Tuesday, March 26, 2013

The 1930 Alabama Football Banquet

A telegram from Atlanta Georgian sports editor Jimmy Burns
to Alabama Coach Wallace Wade. 
Alabama's annual football banquet for the 1930 season was held  Dec. 2, at the McLester Hotel in Tuscaloosa with more than 250 people in attendance. The Tide team was on hand as well as members of numerous local high school football teams. Alabama varsity squad had gone undefeated through the regular season and, just days prior, had received an invitation to play Washington State in the Rose Bowl on New Year's Day 1931.

"This team will go down as the greatest ever seen in the South," declared University of Alabama President George Denny at the banquet. "Greatest in exemplifying and illustrating the correct ideals of character, fine spirit, scholarship and devotion to duty in the daily walks under these old oak trees we love so well."

The event was bittersweet for Alabama fans as head coach Wallace Wade had announced his resignation prior to the season and his intention to accept the job as the head coach of Duke. Wade was presented a wristwatch from the the Junior Chamber of Commerce and the Merchant's Bureau who sponsored the banquet.

William Little, the captain of Alabama's first football team spoke as did V.H. Friedman, a longtime supporter of the team. Incoming Alabama coach Frank Thomas sent a telegram with his praise for Wade and the 1930 team as did Jimmy Burns, the sports editor at the Atlanta Georgian. Burns covered southern sports for 17 years at the paper, decamping in the late 1930s for Florida where he became  the Miami Herald's sports editor for almost a quarter century. The text of his telegram is below.

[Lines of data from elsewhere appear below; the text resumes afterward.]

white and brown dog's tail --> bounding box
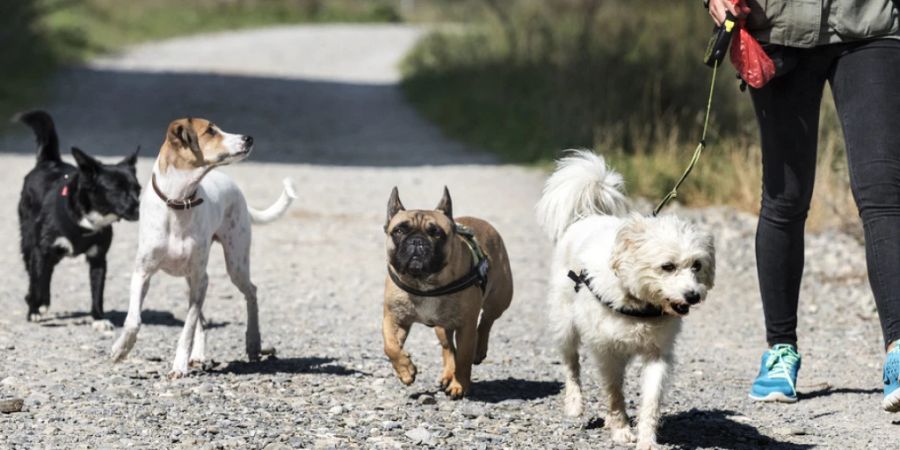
[535,149,630,243]
[248,178,297,224]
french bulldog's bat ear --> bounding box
[435,186,453,220]
[385,186,405,230]
[71,147,99,176]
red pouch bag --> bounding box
[728,0,775,88]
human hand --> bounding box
[707,0,749,25]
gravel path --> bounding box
[1,25,897,449]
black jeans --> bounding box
[751,38,900,350]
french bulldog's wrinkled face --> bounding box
[71,147,142,224]
[384,187,455,278]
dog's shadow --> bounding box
[659,409,814,450]
[40,309,228,328]
[465,377,563,403]
[210,356,368,377]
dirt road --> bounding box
[0,24,895,449]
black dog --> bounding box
[17,111,141,328]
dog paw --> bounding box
[564,400,583,417]
[167,370,187,380]
[438,372,454,389]
[610,427,636,444]
[397,361,417,386]
[636,439,660,450]
[92,319,114,332]
[110,329,138,362]
[27,312,45,322]
[188,358,205,369]
[38,305,49,315]
[444,380,468,400]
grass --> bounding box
[401,0,858,231]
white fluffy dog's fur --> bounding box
[536,150,715,449]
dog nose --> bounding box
[242,135,253,146]
[684,291,701,305]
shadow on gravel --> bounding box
[103,310,229,329]
[798,386,881,400]
[0,67,495,166]
[212,356,368,377]
[38,309,224,328]
[660,409,813,450]
[466,377,562,403]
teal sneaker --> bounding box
[884,345,900,412]
[749,344,801,403]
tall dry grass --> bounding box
[402,0,860,232]
[607,90,857,233]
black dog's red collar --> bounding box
[151,174,204,210]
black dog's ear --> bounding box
[119,145,139,166]
[168,120,202,159]
[71,147,100,176]
[119,146,140,174]
[435,186,453,221]
[385,186,405,231]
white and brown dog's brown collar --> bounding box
[151,173,204,210]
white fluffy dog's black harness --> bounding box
[567,270,665,318]
[389,224,489,297]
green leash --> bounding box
[652,59,720,217]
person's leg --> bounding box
[829,38,900,412]
[829,38,900,352]
[750,48,832,348]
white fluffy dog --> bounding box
[536,150,715,449]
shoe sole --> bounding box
[884,389,900,412]
[749,392,797,403]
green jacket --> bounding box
[744,0,900,47]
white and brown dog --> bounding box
[110,118,295,378]
[536,150,715,449]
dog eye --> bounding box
[205,127,217,136]
[661,263,677,273]
[426,225,444,238]
[691,261,702,272]
[392,224,409,236]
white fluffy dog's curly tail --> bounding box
[535,150,629,242]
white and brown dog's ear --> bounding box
[167,119,202,160]
[385,186,405,232]
[435,186,453,221]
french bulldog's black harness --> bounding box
[567,269,665,318]
[388,224,489,297]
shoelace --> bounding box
[766,345,799,392]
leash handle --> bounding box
[704,12,737,68]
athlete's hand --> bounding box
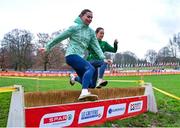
[38,48,46,53]
[104,59,113,65]
[114,39,118,44]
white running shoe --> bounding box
[69,73,76,86]
[78,92,98,101]
[96,79,108,88]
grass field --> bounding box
[0,74,180,127]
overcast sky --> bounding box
[0,0,180,59]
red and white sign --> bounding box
[25,96,147,127]
[39,111,75,127]
[128,101,143,113]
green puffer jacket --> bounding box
[87,40,118,61]
[45,17,105,60]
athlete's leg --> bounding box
[99,62,107,79]
[66,55,95,89]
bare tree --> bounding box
[173,32,180,50]
[36,33,51,71]
[169,38,177,57]
[36,31,66,71]
[0,47,8,71]
[114,51,137,65]
[145,49,157,64]
[1,29,34,71]
[114,53,123,64]
[158,46,172,58]
[122,51,137,65]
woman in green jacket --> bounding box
[70,27,118,88]
[87,27,118,88]
[45,9,105,101]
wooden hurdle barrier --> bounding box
[6,83,157,127]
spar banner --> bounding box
[25,96,147,127]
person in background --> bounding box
[44,9,108,101]
[87,27,118,87]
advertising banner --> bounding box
[25,96,147,127]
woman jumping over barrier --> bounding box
[43,9,110,101]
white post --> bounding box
[143,83,158,113]
[7,85,25,127]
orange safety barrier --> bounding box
[0,71,180,77]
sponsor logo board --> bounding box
[78,106,104,124]
[39,110,75,127]
[128,101,143,113]
[107,103,126,118]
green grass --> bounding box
[0,74,180,127]
[0,92,11,126]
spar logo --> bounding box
[107,103,126,118]
[78,106,104,124]
[43,114,72,124]
[128,101,143,113]
[39,110,75,127]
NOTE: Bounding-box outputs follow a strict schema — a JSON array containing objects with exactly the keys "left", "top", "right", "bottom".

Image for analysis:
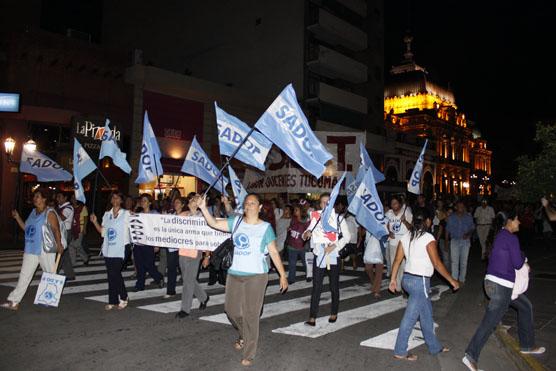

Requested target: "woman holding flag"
[
  {"left": 198, "top": 193, "right": 288, "bottom": 367},
  {"left": 302, "top": 193, "right": 351, "bottom": 326},
  {"left": 1, "top": 188, "right": 63, "bottom": 311},
  {"left": 90, "top": 192, "right": 130, "bottom": 310}
]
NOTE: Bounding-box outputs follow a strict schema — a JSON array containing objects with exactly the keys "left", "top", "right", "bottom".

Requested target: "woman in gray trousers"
[{"left": 175, "top": 195, "right": 210, "bottom": 318}]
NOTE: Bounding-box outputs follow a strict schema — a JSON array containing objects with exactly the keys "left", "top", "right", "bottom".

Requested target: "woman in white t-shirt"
[
  {"left": 386, "top": 196, "right": 413, "bottom": 292},
  {"left": 389, "top": 211, "right": 459, "bottom": 361}
]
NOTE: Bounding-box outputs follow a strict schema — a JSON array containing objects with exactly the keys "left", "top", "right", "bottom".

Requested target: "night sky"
[{"left": 384, "top": 1, "right": 556, "bottom": 180}]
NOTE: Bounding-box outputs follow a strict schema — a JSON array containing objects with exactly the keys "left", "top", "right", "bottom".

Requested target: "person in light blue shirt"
[
  {"left": 2, "top": 188, "right": 62, "bottom": 311},
  {"left": 446, "top": 201, "right": 475, "bottom": 284},
  {"left": 198, "top": 193, "right": 287, "bottom": 367}
]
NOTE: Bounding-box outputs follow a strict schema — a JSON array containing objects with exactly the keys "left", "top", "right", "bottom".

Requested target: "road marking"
[
  {"left": 271, "top": 285, "right": 450, "bottom": 338},
  {"left": 135, "top": 272, "right": 323, "bottom": 312},
  {"left": 200, "top": 280, "right": 388, "bottom": 325},
  {"left": 0, "top": 261, "right": 106, "bottom": 277},
  {"left": 360, "top": 323, "right": 439, "bottom": 350}
]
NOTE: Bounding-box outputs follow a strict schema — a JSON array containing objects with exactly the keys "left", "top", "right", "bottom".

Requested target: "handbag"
[
  {"left": 42, "top": 208, "right": 67, "bottom": 254},
  {"left": 210, "top": 216, "right": 243, "bottom": 271}
]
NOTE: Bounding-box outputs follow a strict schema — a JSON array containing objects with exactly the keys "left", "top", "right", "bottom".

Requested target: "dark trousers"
[
  {"left": 287, "top": 248, "right": 306, "bottom": 283},
  {"left": 123, "top": 244, "right": 133, "bottom": 271},
  {"left": 133, "top": 245, "right": 163, "bottom": 290},
  {"left": 209, "top": 264, "right": 227, "bottom": 285},
  {"left": 58, "top": 247, "right": 75, "bottom": 278},
  {"left": 166, "top": 251, "right": 179, "bottom": 295},
  {"left": 309, "top": 256, "right": 340, "bottom": 318},
  {"left": 465, "top": 280, "right": 536, "bottom": 362},
  {"left": 105, "top": 257, "right": 128, "bottom": 305}
]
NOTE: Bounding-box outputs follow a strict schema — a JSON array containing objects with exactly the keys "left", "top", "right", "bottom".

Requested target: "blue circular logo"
[
  {"left": 25, "top": 225, "right": 36, "bottom": 238},
  {"left": 233, "top": 233, "right": 250, "bottom": 250},
  {"left": 107, "top": 228, "right": 117, "bottom": 242},
  {"left": 392, "top": 221, "right": 401, "bottom": 233}
]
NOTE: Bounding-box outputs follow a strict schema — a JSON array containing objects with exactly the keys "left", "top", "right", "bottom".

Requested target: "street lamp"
[
  {"left": 4, "top": 137, "right": 15, "bottom": 161},
  {"left": 23, "top": 139, "right": 36, "bottom": 152}
]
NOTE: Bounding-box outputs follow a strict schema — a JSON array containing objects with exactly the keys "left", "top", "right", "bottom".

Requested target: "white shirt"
[
  {"left": 275, "top": 217, "right": 290, "bottom": 251},
  {"left": 274, "top": 208, "right": 284, "bottom": 222},
  {"left": 343, "top": 214, "right": 359, "bottom": 244},
  {"left": 474, "top": 206, "right": 495, "bottom": 225},
  {"left": 58, "top": 201, "right": 74, "bottom": 231},
  {"left": 101, "top": 208, "right": 131, "bottom": 258},
  {"left": 305, "top": 210, "right": 351, "bottom": 266},
  {"left": 386, "top": 207, "right": 413, "bottom": 241},
  {"left": 401, "top": 232, "right": 436, "bottom": 277}
]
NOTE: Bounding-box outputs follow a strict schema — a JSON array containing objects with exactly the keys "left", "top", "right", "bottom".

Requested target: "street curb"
[{"left": 495, "top": 326, "right": 546, "bottom": 371}]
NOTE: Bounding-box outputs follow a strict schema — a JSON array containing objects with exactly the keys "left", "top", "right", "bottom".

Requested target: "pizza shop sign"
[{"left": 73, "top": 116, "right": 122, "bottom": 156}]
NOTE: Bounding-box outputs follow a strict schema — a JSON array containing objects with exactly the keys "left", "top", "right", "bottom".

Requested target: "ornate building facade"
[{"left": 384, "top": 36, "right": 492, "bottom": 198}]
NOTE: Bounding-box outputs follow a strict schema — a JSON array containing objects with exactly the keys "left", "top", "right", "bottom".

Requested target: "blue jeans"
[
  {"left": 450, "top": 239, "right": 470, "bottom": 282},
  {"left": 465, "top": 280, "right": 535, "bottom": 363},
  {"left": 394, "top": 273, "right": 443, "bottom": 356},
  {"left": 287, "top": 248, "right": 306, "bottom": 283}
]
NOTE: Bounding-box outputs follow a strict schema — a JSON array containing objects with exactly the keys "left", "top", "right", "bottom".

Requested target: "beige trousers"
[{"left": 7, "top": 252, "right": 56, "bottom": 304}]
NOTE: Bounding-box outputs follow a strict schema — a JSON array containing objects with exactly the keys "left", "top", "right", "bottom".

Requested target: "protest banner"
[
  {"left": 243, "top": 131, "right": 365, "bottom": 194},
  {"left": 128, "top": 213, "right": 230, "bottom": 250}
]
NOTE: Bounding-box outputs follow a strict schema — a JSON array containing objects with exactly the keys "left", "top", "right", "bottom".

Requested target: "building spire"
[{"left": 403, "top": 34, "right": 414, "bottom": 61}]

Despite my inability at making speeches and my horror at having to try, I would like to be present at your banquet tonight and tell you how happy I am over the wonderful climax to your even more wonderful career as football coach at Alabama. 
I grieve with that school over your loss but rejoice with Duke in securing such a fine man and such an obviously talented coach to take care of its football. Duke is almost as close to Atlanta as Tuscaloosa and I want you to know that the Atlanta sports writers will always be glad to help you whenever and however it is possible. 
We have the deepest admiration for you, not only as a successful coach but as a fine upstanding man with whom it is a privileged for young men to associate. Your record this year and in previous seasons speaks for itself. The feat of sending a team undefeated through a long and arduous schedule reveals a job of coaching that is exceptionally well done. 
I am indebted to you and your splendid boys for giving me the biggest thrill of the football season; it was Alabama's smooth and decisively scored victory over Tennessee. I want you to know that football fans in this section are unanimous in hoping for an Alabama victory in the Rose Bowl and it is a tribute to you and your team that the boys over here are picking Alabama to win. 
If I were a poet, I'd put my admiration into real poetry but as I am not, I can only say; Roses are red, violets are blue, Knute Rockne's a great coach, and so are you. 
With best wishes to you in your game at Pasadena and with equally good wishes for success in your new venture at Duke, I remain sincerely and admiringly yours.